Based on the IQR values for each item on the scale (see Table 3), the robustness of most of the items is supported by the consensus of the group of experts. This is a clear indication that the expert panel agrees with the current requirements of GDPR. However, item I2, which was included in the initial version of the scale, did not achieve a high level of consensus. Thus, Wilcoxon signed rank test of stability was calculated for item I2, obtaining a p-value of 0.4689 and confirming the null hypothesis. Since no difference between rounds was found, Delphi was stopped. Item I2 is the only compulsory item with less of an 80% of ratings less than 4. As the item is a compulsory requirement of the GDPR, we propose not to exclude it from the scale, but to lower its importance in the evaluation of the GDPR fairness score, by assigning a low weight to it, as explained below.

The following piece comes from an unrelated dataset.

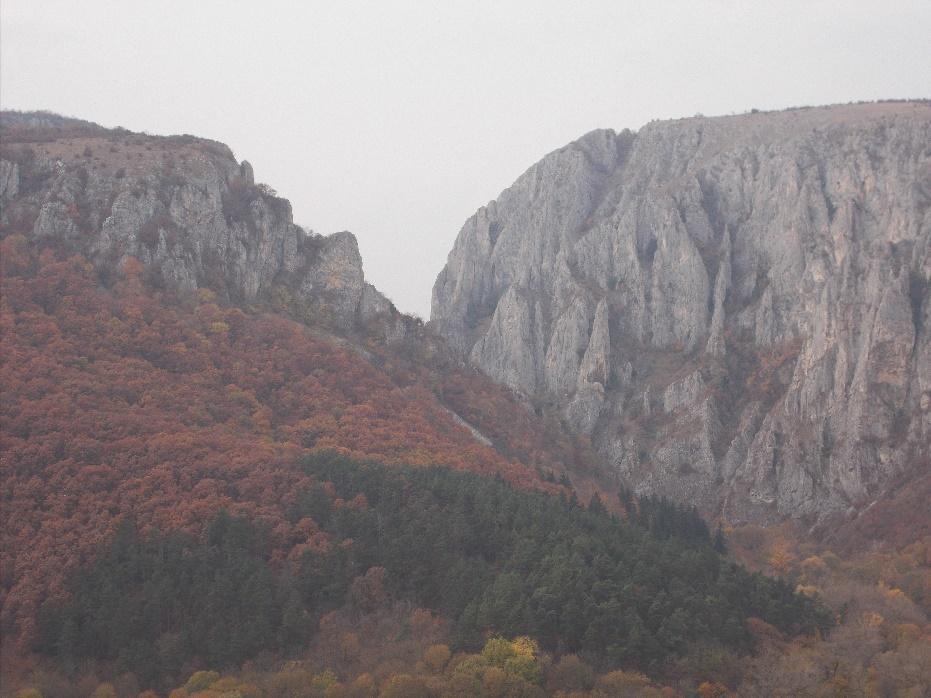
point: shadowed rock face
(181, 205)
(734, 309)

As suggested by experts in Round 1, item I4, which deals with the purposes of the processing, was reworded. After checking experts’ opinions, we conclude that a privacy policy must contain a specific description of the purposes of the processing, and not a general one.
New items for the scale
During the first round of the Delphi process, the experts identified new items that may be relevant when assessing the fairness of the GDPR (see Table 2).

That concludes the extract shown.